Ennis straightened up and sighed. If only the stupid biddy would remember her car did not run on petrol he would… well, be slightly poorer for a start. Mrs. Bowyer was about 40 of his custom, and probably the cause of 20 more of it, considering her rather erratic driving style. Those lines down the middle of the road were only a suggestion as far as she was concerned.
"There you go, ma'am. Good as new."
Five minutes later Ennis was alone again, watching as Mrs. Bowyer drove off, narrowly missing a school bus. He groaned in despair, and wandered to his little office.
Normally he would have had an apprentice or two in here, or maybe a few kids who just needed some cash, but no one appeared to need a job right now and his one apprentice was off on a family trip to Disneyland. And his colleague, Stoutamire, who used Ennis's business as an easy way of running a bike repair shop, was taking the day off to celebrate becoming a father for the second time. So Ennis was alone.

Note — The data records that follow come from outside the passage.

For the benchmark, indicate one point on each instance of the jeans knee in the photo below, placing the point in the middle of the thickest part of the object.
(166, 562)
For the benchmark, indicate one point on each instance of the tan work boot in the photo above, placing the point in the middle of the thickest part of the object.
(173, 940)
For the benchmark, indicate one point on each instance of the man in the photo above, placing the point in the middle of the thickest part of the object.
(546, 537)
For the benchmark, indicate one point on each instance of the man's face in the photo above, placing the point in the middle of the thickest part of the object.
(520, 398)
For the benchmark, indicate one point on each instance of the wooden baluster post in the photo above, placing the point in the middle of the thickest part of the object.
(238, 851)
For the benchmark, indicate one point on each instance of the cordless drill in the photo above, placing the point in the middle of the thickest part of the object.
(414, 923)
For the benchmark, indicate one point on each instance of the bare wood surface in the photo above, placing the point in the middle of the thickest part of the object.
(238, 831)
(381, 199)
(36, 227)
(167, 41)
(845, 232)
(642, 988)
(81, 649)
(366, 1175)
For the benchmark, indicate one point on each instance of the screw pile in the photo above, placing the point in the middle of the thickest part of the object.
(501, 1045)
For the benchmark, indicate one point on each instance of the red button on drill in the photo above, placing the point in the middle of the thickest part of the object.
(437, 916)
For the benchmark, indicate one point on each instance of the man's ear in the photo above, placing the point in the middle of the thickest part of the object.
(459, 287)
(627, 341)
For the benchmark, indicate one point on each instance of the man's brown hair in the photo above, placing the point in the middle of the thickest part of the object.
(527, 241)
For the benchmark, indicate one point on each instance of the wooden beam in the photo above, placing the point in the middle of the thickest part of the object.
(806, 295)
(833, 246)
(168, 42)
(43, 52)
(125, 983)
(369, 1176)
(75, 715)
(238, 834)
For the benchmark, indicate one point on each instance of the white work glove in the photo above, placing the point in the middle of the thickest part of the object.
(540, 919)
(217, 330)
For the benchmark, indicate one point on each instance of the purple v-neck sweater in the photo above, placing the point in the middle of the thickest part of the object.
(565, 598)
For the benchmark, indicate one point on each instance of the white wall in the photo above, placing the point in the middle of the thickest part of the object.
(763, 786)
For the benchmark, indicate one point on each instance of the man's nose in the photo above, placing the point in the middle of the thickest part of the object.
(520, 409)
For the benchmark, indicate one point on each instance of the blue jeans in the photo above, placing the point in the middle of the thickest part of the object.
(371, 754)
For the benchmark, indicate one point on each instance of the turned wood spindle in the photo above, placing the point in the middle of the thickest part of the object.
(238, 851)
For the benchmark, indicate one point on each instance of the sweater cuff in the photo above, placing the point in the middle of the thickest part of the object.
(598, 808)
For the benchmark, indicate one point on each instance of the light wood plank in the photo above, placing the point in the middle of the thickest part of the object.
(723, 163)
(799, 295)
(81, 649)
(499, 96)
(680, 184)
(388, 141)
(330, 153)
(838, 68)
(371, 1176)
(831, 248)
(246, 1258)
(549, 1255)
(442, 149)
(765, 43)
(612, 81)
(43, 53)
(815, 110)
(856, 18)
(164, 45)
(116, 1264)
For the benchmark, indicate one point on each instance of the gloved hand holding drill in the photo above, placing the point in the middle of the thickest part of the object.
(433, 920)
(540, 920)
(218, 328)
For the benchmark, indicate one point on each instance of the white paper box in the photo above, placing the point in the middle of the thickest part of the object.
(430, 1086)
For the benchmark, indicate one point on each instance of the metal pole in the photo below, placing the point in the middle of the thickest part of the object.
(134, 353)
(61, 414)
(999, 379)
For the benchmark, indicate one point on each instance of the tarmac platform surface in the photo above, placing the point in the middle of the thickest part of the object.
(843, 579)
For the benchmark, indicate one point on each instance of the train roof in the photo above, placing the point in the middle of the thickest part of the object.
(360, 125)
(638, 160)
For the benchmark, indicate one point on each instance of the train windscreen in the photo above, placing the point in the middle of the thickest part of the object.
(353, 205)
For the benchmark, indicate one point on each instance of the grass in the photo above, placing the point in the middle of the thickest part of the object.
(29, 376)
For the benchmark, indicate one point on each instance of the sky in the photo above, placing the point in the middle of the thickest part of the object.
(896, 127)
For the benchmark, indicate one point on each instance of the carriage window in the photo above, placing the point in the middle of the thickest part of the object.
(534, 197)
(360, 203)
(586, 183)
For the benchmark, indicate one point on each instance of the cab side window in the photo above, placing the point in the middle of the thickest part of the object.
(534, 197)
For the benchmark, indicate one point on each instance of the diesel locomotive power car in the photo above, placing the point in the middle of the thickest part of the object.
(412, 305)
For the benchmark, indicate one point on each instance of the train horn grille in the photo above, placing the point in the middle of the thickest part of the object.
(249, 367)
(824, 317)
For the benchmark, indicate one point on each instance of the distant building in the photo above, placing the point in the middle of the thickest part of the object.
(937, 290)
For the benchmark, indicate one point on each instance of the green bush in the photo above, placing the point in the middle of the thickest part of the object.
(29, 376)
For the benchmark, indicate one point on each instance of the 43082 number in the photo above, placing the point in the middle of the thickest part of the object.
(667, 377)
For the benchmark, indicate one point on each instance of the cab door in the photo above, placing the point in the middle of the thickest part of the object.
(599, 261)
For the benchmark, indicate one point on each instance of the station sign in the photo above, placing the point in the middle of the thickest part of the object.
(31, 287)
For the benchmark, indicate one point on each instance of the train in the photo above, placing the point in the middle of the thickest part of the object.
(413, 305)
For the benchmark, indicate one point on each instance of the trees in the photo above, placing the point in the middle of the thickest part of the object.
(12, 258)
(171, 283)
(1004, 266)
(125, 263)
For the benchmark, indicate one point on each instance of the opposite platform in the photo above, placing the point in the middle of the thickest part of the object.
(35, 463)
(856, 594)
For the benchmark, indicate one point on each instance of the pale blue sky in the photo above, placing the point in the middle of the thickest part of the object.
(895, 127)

He didn't mind being by himself for a while, it gave him time to think, but these days he was beginning to feel a bit removed from everything. It was the divorce that had done it - an unpleasant four months of arguing and court dates which resulted in a 50-50 split of their accumulated possessions and an order that father and daughters would be reunited at least every other weekend.
So he lived out his rather isolated life in what was basically a trailer concreted to the ground in the eastern suburbs, spent his evenings either in Craft's Bar or at home watching TV and his weekends without his daughters carefully mowing his lawn, trying to find something to fix in his house or washing his car. Ennis was really having trouble trying to figure out how his life could get worse.
There was a paper lying on his desk, the Sunday Edition of the Bylow Reporter. He never read through the whole damn thing on the day it was published and always left a bit he could turn to in times of severe boredom. Recently he'd taken to leaving out the Columns section, mainly because it was the most interesting bit.
It was a sign of how much the Reporter was into looking like a proper big important newspaper that could spare sheets for pointless things that the Columns section was fronted by a huge full page photo of their seven columnists all managing to look like they enjoyed each other's company. Ennis was beginning to love that photo, just because of that one man whose gaze, albeit unseeing, made Ennis's stomach do strange acrobatics. He'd spent many a half hour sitting in silence, wondering what he'd do if he ever met him.
So this was how his life could get worse... Not only was he falling for an unattainable target, the target was a guy. Great...
Not that that stopped him from regularly drooling over... What was his name again? A fumble through a couple pages. Ah, yes, Jack Twist.